La multitude même de nos péchés ne doit pas diminuer en nous
la confiance d'être exaucés de Marie, quand nous irons nous jeter à ses pieds:
elle est Mère de miséricorde; or, la miséricorde resterait sans emploi, si elle
ne trouvait des misères à soulager. Une bonne mère qui verrait son enfant
infecté de la lèpre, ne saurait lui refuser ses soins, bien qu'il lui en coûtât
beaucoup de peines et de dégoûts; et, quand nous réclamons les soins de Marie,
elle ne saurait nous repousser, si grande que soit l'infection de péchés dont
nous sollicitons la guérison; elle n'a pas oublié, ajoute Richard, que c'est en
faveur des pécheurs qu'elle est devenue la Mère d'un Dieu qui est la miséricorde
en personne. Et tel est précisément le sens d'une vision dont fut favorisée
sainte Gertrude: elle voyait la glorieuse Vierge ouvrant son manteau comme pour
donner asile à tous ceux qui voulaient se réfugier auprès d'elle. La sainte
comprit en même temps que les anges sont attentifs à défendre les pieux
serviteurs de leur Reine contre les attaques de l'enfer.
Au reste, la tendresse vraiment maternelle de Marie à notre
égard et sa compassion pour nos maux vont si loin, qu'elle n'attend pas nos
prières pour nous secourir: Elle prévient ceux qui la désirent et se présente à
eux la première. Ces paroles de la Sagesse lui sont appliquées par saint
Anselme: Sur un simple désir de notre part, dit-il, Marie nous accorde sa
protection; ce qui veut dire qu'elle nous obtient de Dieu beaucoup de grâces
avant que nous l'ayons priée. C'est pourquoi, selon Richard de Saint-Victor, le
Sage la compare à la lune. Ce bel astre l'emporte sur les autres en rapidité,
et, nous l'avons dit, rien n'égale la promptitude de Marie à nous secourir. Mais
de plus, elle ne se montre pas telle seulement quand nous l'invoquons: elle
pousse le zèle de notre bien jusqu'à prévenir nos prières quand elle nous voit
dans le besoin; et nous sommes moins prompt à implorer son appui, qu'elle à nous
le prêter. Écoutons la touchante raison qu'en donne cet auteur: « Le Seigneur, ô
Marie, a tellement rempli de tendresse votre sein maternel, que la simple
connaissance de notre misère en fait couler le lait de la miséricorde; et vous
ne sauriez, ô douce Reine, être témoin des besoins d'une âme, sans lui venir
aussitôt en aide ».
Mais déjà pendant sa vie terrestre, Marie donnait des marques
de cette grande bonté qui la porte à compatir à nos peines et à les adoucir,
alors même que nous ne la prions pas: à preuve ce que, selon saint Jean, elle
fit aux noces de Cana.
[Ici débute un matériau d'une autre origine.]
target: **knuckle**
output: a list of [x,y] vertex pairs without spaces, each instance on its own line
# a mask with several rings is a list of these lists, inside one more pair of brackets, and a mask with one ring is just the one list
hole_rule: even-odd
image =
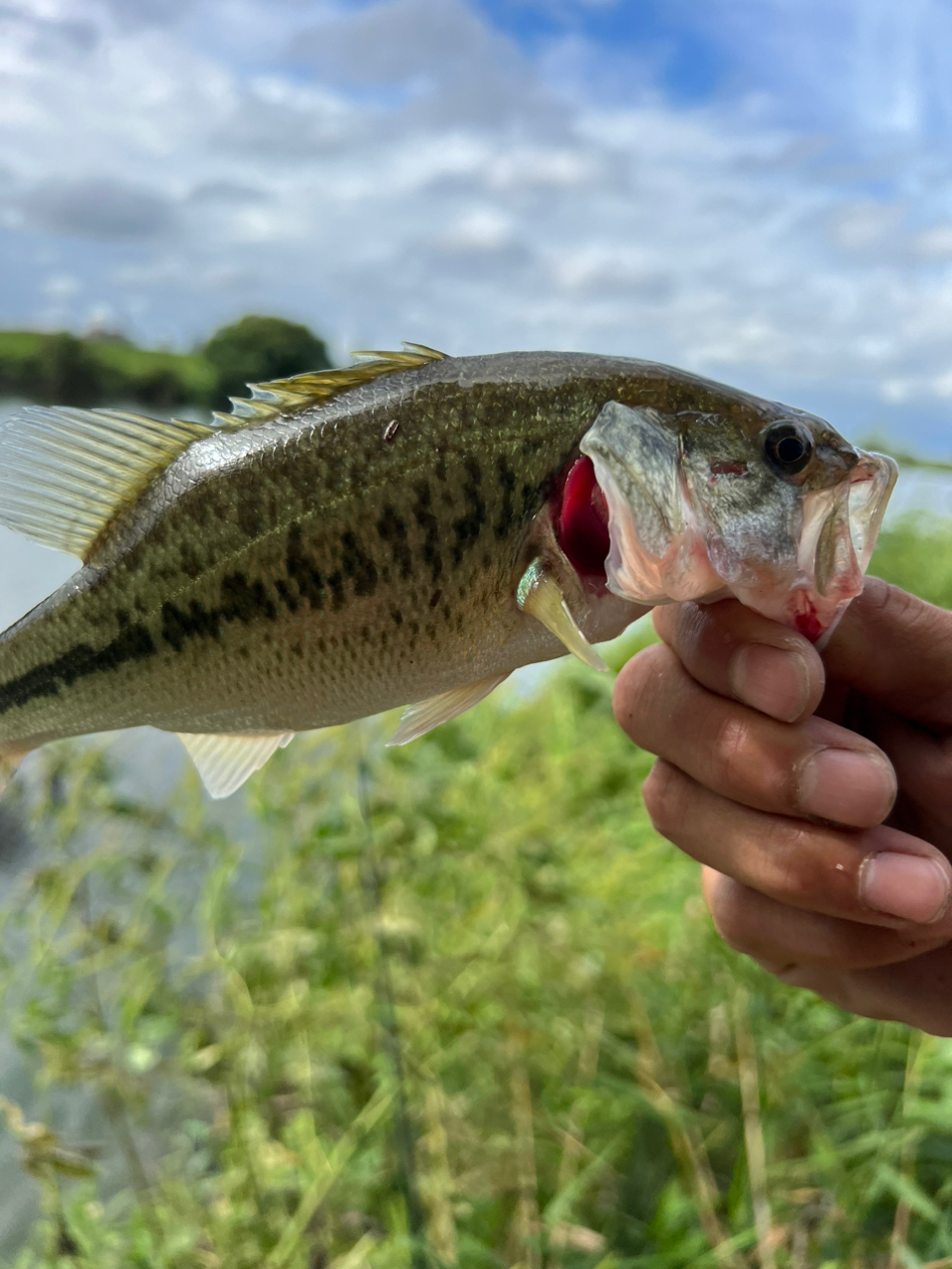
[[684,825],[684,779],[677,766],[658,761],[641,787],[645,810],[654,829],[677,844]]
[[622,667],[612,693],[612,708],[618,726],[636,745],[650,747],[659,711],[656,702],[664,698],[665,684],[677,664],[674,655],[664,645],[646,647]]
[[757,919],[757,900],[751,891],[731,878],[724,878],[708,893],[711,920],[727,947],[744,956],[768,956],[762,923]]
[[741,709],[727,708],[718,721],[711,759],[721,786],[736,789],[750,784],[751,769],[763,760],[763,746],[757,745],[750,720]]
Voyant le cruel embarras des deux époux, désolés et
confus de ce que le vin allait manquer à la table du banquet, cette tendre Mère
n'attendit point qu'on eut recours à elle; mais, cédant à la seule inclination
de son coeur, incapable de voir l'affliction d'autrui sans la partager, elle
vint prier son divin Fils de consoler ses hôtes; et, lui exposant simplement le
besoin dans lequel ceux-ci se voyaient: Ils n'ont plus de vin, lui dit-elle. Et
Jésus, désireux de tirer cette famille de la peine, désireux surtout de
contenter le coeur compatissant de sa Mère, Jésus, disons-nous, opéra le miracle
que tout le monde connaît: il changea en vin l'eau dont on avait rempli six
grandes urnes. Sur quoi Novarin raisonne ainsi: Si Marie, même sans être priée,
se montre si empressée à secourir les affligés, combien plus le sera-t-elle à
consoler ceux qui l'invoquent et qui réclament son assistance.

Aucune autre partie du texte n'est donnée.